0
votes

I have page, taht loads data from different databases (which could have different charset). Problem is, that it loads with broken charset to UTF-8. And I need to find a way, how to load it propertly.

My connection is:

$db = new PDO("mysql:host=".DBHOST.";dbname=".DBNAME, DBUSER, DBPASS);
$db->setAttribute(PDO::MYSQL_ATTR_INIT_COMMAND, 'SET NAMES utf8'); 
$db->setAttribute(PDO::ATTR_ERRMODE, PDO::ERRMODE_EXCEPTION); 

as you can see, I use 'SET NAMES utf8'

I have <meta charset="utf-8"> in <head>

And I have tried some conversions:

 error_log("ORGIGINAL: ".$row["title"]);
 error_log("ICONV: ".iconv(mb_detect_encoding($row["title"], mb_detect_order(), true), "UTF-8", $row["title"]));
 error_log("UTF_ENCODE: ".utf8_encode ($row["title"]));

I believe, I have all files loaded in UTF-8 too (re-saved every file in notepad switching from ANSI to UTF-8. then tried this tool for verification https://nlp.fi.muni.cz/projects/chared/)

now, where fun begins: Not only that I got wrong output, I have different output for browser and error log.
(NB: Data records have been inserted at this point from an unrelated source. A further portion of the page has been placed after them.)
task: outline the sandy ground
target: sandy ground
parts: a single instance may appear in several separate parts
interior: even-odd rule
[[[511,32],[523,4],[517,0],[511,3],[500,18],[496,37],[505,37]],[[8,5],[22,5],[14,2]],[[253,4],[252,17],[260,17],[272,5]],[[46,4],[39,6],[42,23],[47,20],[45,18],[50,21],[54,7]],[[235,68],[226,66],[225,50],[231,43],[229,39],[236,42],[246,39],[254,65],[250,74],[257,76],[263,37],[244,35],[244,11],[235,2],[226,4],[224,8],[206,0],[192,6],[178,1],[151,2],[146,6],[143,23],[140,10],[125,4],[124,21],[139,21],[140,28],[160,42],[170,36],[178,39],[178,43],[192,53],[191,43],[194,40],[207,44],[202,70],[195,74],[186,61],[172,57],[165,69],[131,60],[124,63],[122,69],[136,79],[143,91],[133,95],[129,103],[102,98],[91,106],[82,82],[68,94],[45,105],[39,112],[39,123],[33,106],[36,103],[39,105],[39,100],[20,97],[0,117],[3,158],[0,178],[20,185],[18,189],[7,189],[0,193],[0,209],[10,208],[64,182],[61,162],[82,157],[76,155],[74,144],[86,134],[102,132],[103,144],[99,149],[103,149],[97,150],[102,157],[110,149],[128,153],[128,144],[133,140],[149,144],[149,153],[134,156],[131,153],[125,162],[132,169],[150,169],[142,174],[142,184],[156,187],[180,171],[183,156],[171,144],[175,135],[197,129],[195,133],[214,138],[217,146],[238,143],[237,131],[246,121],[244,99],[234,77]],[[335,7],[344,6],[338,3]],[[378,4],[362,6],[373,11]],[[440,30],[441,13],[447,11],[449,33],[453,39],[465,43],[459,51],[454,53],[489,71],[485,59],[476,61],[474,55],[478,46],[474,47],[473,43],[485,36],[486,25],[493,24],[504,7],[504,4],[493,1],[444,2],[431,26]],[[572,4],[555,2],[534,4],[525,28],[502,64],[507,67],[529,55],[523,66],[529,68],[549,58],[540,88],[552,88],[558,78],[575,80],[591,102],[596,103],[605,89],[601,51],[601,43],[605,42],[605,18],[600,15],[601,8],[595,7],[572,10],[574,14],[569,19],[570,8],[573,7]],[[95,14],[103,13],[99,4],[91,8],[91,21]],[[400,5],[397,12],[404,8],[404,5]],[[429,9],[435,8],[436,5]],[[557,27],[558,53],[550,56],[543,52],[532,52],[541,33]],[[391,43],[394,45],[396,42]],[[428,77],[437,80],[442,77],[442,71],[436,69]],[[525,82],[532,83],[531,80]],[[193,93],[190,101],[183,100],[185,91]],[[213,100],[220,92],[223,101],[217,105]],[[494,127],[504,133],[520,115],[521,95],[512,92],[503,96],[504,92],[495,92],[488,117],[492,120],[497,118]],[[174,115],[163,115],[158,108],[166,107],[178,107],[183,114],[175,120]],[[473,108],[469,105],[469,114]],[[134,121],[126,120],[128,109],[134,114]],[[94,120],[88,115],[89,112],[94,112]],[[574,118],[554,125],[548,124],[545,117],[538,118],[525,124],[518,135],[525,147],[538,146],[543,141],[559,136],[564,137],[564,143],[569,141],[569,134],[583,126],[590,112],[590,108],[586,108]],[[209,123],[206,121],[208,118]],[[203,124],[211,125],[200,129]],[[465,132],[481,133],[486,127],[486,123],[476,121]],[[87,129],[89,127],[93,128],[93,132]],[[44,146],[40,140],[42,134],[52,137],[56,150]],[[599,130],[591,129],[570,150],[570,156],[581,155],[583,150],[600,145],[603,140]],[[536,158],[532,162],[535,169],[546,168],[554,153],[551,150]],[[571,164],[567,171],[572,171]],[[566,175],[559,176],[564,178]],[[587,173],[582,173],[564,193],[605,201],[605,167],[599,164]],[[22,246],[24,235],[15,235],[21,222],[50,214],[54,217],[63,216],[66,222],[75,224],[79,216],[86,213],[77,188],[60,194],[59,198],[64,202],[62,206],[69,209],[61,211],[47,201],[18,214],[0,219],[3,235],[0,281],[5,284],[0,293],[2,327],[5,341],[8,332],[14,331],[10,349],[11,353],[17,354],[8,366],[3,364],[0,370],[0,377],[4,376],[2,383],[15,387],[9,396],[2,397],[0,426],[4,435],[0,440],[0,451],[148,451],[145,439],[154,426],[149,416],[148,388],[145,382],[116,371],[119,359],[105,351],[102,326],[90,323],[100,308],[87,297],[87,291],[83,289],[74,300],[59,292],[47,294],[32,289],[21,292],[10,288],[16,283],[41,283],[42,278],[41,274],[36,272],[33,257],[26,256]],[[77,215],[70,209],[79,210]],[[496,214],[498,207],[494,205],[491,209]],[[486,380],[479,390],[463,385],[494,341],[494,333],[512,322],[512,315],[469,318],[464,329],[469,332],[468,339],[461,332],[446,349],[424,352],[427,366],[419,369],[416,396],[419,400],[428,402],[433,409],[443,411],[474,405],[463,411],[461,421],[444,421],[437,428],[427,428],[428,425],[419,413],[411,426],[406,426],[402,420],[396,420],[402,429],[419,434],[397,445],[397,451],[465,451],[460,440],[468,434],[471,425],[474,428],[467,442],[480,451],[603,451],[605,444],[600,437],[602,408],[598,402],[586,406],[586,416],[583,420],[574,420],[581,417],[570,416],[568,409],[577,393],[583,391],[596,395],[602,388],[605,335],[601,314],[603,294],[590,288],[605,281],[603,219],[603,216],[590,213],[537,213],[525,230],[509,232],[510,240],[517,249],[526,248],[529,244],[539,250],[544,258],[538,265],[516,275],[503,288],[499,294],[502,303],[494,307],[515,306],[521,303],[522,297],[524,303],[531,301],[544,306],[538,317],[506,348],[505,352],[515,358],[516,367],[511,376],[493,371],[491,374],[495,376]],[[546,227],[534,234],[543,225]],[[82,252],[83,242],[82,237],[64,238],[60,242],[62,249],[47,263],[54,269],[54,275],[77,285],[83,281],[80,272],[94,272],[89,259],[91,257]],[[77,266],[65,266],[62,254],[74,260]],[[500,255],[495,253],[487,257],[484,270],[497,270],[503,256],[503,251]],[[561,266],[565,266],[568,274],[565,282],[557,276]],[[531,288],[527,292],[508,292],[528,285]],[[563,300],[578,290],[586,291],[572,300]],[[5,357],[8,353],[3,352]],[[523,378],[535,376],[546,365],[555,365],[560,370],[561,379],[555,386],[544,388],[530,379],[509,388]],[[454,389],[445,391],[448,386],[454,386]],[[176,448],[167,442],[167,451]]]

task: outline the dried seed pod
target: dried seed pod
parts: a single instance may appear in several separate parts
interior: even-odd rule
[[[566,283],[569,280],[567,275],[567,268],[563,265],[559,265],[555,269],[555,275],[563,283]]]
Original string stored in DB: http://screenshot.cz/F7/F7XRF/sdb.png

FIREFOX reaction:

Original:

http://screenshot.cz/TG/TG7RX/for.png

utf8_encode:

http://screenshot.cz/H9/H9IZJ/fu.png

iconv: same as utf8_encode

and now, how it was loaded into php error file: http://screenshot.cz/FY/FYXEE/el.png

As you can see, the output has best result in original shape, while if trying to convert, it has more deformed output. Also tried to change error log file charset to UTF-8 (original unknown/ANSI probably), but same shape in both encodings)

The text is central-europe/czech. needed characters are: á é ý í ó ú ů ž š č ř ď ť ň ě

So, any ideas, where can be something wrong?

Thanks :)

1
I have previously written an answer that contains a little checklist, that will cover most of the charset issues in a PHP/MySQL application. There's also a more in-depth topic, UTF-8 All the Way Through. Most likely, you'll find a solution in either one or both of these topics. - Qirel
Have you used any other character sets than utf8? - Rick James

1 Answers

0
votes

Do not use any conversion functions.

There are two causes for black diamonds; see Trouble with utf8 characters; what I see is not what I stored

The error file is exhibiting Mojibake, or possibly "double encoding". Those are also discussed in the link above.

Check that Firefox is interpreting the page as UTF8. Older version did not necessarily assume such.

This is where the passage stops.